Une vision allemande de la réforme des traités de l’Union européenne jugée pas assez concrète par une majorité de l’hémicycle
Le discours de Olaf Scholz a suscité de fortes allégations de la part d’une majorité du spectre politique. Tenant du vote à l’unanimité, Ryszard Legutko, eurodéputé polonais et coprésident du groupe des Conservateurs et réformistes européens (CRE) a fait part de son inquiétude quant à la « tyrannie de la majorité » et a appelé à un retrait de l’Allemagne de la politique européenne.
De son côté, le chef du Parti populaire européen (PPE) Manfred Weber a fait part de sa reconnaissance envers l’engagement de l’Allemagne au niveau européen mais a appelé à davantage de mesures concrètes afin de rendre l’Europe apte à agir face aux prochains défis. « Nous n’avons plus besoin de discours mais de courage » a-t-il déclaré en réclamant une convention constitutionnelle pour rendre possible la réforme. Nous devons « Oser la démocratie » a-t-il ajouté.
L’eurodéputée allemande et présidente du groupe les Verts a montré un manque d’ambition du gouvernement allemand. Elle a également fait appel à la mise en place d’une convention qui permettrait au parlement européen de renforcer son pouvoir en obtenant le droit d’initiative législative.
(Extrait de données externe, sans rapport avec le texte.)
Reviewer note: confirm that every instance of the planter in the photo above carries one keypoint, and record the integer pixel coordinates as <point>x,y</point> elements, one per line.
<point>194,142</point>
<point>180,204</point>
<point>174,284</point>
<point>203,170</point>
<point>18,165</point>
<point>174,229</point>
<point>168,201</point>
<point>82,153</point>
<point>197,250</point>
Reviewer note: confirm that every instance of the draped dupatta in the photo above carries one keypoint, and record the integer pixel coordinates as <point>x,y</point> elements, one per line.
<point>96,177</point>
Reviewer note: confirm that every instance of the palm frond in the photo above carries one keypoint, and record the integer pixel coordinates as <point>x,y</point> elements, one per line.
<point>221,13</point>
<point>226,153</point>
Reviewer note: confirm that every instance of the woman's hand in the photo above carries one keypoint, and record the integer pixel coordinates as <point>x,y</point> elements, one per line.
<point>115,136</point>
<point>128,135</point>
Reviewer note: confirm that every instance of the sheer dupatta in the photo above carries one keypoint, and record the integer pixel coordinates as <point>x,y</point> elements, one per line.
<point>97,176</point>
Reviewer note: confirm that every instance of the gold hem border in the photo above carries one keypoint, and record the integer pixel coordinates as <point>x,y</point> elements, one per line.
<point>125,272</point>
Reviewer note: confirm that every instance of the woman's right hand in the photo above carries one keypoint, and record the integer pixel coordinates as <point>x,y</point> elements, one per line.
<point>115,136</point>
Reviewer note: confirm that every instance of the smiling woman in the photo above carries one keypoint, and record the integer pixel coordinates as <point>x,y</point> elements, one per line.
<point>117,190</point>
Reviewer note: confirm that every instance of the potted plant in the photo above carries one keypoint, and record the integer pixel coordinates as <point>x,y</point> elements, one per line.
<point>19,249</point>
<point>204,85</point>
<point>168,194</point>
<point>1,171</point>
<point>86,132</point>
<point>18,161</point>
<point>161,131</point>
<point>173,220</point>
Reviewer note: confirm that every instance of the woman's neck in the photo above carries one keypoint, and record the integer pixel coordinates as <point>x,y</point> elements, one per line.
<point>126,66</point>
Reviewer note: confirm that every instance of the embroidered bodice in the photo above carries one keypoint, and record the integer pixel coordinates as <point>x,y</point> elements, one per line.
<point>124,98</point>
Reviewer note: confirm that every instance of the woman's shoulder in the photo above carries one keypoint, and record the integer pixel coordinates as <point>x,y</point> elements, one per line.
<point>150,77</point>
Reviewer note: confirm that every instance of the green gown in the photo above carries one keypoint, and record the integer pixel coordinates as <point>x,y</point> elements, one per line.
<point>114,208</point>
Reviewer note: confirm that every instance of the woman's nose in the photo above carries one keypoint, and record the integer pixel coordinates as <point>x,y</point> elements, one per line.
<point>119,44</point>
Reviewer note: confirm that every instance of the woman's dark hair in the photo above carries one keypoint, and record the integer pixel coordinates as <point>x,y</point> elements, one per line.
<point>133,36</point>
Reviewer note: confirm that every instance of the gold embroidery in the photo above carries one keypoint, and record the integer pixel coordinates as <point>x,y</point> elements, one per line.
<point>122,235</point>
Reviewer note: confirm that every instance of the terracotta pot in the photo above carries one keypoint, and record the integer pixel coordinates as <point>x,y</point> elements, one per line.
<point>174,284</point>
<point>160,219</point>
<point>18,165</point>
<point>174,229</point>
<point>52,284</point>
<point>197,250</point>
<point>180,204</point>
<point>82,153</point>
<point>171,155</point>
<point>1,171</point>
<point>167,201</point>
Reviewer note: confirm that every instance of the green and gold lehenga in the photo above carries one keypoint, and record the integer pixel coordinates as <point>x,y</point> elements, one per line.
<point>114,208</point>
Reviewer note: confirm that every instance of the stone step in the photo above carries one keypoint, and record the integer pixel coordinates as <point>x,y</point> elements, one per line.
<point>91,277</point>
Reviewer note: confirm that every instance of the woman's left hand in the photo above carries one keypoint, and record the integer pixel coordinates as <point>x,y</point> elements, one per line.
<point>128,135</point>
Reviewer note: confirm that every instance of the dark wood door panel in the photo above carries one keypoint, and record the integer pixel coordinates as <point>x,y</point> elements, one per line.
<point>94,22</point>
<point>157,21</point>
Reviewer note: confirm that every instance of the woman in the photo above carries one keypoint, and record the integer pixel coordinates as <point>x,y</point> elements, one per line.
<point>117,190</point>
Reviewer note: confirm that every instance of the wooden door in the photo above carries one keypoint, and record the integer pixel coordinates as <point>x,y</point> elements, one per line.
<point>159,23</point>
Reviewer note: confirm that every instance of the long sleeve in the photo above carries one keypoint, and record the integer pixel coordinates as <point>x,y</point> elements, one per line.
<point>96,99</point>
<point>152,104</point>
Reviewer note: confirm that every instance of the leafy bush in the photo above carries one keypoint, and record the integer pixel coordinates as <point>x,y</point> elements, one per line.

Tout en étant conscient des obstacles restants, le Chancelier allemand Olaf Scholz a tout de même réaffirmé son ambition de continuer à « persuader » les opposants à la réforme.
Quelles seraient les conséquences de cette réforme ?
S’il est effectué et adopté, ce changement entrainera un élargissement des compétences des institutions européennes, venant ainsi renforcer leur pouvoir et leur poid, notamment vis-à-vis des États membres. Ce type de changement est lourd de conséquences. Les compétences données à l’Union européenne sont mentionnées à l’article 2 du Traité sur le fonctionnement de l’Union européenne. Les traités européens sont régis par une procédure de révision mentionnée à l’article 48 du traité sur l’Union européenne. Il concerne les modifications les plus importantes apportées aux traités, telle que l’accroissement ou la réduction des compétences de l’UE. La procédure permet à tout gouvernement d’un État membre de l’Union européenne, au Parlement Européen ou à la Commission de soumettre au Conseil des propositions afin de réviser les traités. Le Conseil doit ensuite soumettre ces projets au Conseil européen qui décidera de l’examiner ou non. Le Conseil européen décide à la majorité simple, après approbation du Parlement européen et de la Commission. Une décision positive du Conseil européen aurait pour conséquence la mise en place d’une convention composée des représentants des parlements nationaux, des chefs d’États ou des gouvernements nationaux des pays de l’UE, du Parlement européen et de la Commission. Une conférence des représentants des gouvernements des pays de l’UE est ensuite convoquée par le président du Conseil afin que les modifications apportées aux traités soient examinées. Pour valider les modifications apportées aux traités, il faut qu’elles soient ratifiées par l’ensemble des Etats membres.
Une telle procédure est certes lourde, mais elle est jugée nécessaire par Olaf Scholz au regard des défis auxquels fait face l’Union. Cette journée de l’Europe est encore une fois une piqûre de rappel sur les doléances faites par les citoyens, ainsi que par certains chefs d’État et députés européens, d’affirmer la puissance de l’Union européenne par un élargissement de ses compétences qui passerait par une laborieuse réforme des traités. Toutefois, dans les faits, il semblerait que le discours de Olaf Scholz n’ait pas suscité les réactions escomptées concernant la réforme de l’UE et ait seulement contribué à confirmer des positions déjà connues.